Chestnut ink disease, caused by root pathogens (Phytophthora sp. ), induces dieback and mortality in sweet chestnut, C. sativa. Classical biological control can be efficient using ink resistance rootstocks that block the entrance of the fungus.
In this context, selected ink-resistant chestnut clones need to be propagated massively. Here, a method is presented for multplication and rooting clones under photoautotrophic conditions.
In terms of proliferation, chestnut shoots grew under autotrophic conditions without sucrose, and vigorous shoots were obtained with lower multiplication coefficients than those made with sugar. As soon as rooting was observed, levels of 1,200-1,500 ppm of CO2 were the most appropriate. In terms of rooting supports , success rates of 51% were observed on Kiemplug supports and 71% on Block AO support. Therefore, feasiblility of chestnut proliferation and rooting under photoautotrophic conditions has been confirmed for the first time. Rooting under photoautotrophic propagation (PAP) conditions was effective and good acclimatization rates were obtained, indicating that the PAP system can be efficiently applied to mass propagation of chestnut clones.
The use of ink-resistant clonal rootstocks, also adapted to the conditions of the area, is necessary for orchard replanting where the fungus is prevailing, in order to allow profitable chestnut cultivation and production.
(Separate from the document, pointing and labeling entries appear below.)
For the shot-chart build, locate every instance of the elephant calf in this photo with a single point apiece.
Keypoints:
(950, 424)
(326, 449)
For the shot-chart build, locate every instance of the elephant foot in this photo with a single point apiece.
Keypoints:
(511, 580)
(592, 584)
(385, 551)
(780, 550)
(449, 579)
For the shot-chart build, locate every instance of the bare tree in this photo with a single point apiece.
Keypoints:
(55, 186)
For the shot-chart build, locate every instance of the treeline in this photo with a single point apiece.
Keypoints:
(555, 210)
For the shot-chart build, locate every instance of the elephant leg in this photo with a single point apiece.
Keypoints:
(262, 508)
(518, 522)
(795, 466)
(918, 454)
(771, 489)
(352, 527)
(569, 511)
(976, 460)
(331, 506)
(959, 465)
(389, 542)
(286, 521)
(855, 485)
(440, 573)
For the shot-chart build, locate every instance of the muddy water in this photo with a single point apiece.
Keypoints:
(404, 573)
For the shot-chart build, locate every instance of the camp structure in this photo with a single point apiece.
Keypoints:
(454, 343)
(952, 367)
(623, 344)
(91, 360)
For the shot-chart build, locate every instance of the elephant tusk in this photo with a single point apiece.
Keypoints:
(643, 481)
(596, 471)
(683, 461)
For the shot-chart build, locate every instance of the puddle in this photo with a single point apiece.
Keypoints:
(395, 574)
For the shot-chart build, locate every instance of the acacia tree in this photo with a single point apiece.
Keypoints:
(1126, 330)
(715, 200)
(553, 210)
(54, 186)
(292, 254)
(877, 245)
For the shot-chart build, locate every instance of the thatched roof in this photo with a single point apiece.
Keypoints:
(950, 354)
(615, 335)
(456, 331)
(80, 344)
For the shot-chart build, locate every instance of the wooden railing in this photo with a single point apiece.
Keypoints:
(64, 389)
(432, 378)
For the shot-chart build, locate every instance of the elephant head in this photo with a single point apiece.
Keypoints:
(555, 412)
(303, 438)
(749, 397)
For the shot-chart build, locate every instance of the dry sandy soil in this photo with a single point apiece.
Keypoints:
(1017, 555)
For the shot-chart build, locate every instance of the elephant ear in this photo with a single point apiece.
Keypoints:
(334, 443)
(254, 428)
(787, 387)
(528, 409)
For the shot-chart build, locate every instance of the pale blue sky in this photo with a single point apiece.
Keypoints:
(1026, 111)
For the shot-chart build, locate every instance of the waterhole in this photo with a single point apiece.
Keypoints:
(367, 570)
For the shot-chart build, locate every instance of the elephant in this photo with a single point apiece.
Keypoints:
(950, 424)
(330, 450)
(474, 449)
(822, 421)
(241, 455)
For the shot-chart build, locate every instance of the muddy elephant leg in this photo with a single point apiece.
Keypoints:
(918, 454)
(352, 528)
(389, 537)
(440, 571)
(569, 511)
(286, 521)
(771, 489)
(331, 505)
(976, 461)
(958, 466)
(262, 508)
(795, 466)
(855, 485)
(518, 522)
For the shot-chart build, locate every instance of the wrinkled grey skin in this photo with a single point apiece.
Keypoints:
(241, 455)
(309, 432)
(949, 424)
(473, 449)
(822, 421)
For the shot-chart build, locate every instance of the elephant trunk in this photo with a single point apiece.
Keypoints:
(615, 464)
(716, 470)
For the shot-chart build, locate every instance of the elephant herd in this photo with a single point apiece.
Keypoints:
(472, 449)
The system presented here allows for for mass-propagation of the these ink-resistant clones once selected in genetic improvement programmes.
Impacts and weaknesses
The operative upscaling of the method is both a opportunity and a challenge.
The system has allowed to increase the supply of clonal rootstocks on the market and the development of new grafting techniques such as micro-grafting and green grafting.
However, the production of this clonal material requires a highly specialized infrastructure and specifically trained personnel, investments not always within the reach of local forest nurseries.
The method can be applied in other species and/or other chestnut cultivars.
However, its large scale application requires adequate facilities of sufficient size. In case of the TRASGA nursery Maceda, it would require the expansion of the existing laboratory and its modernization, in order to increase production capacity and improve the production performance of nursery breeding material.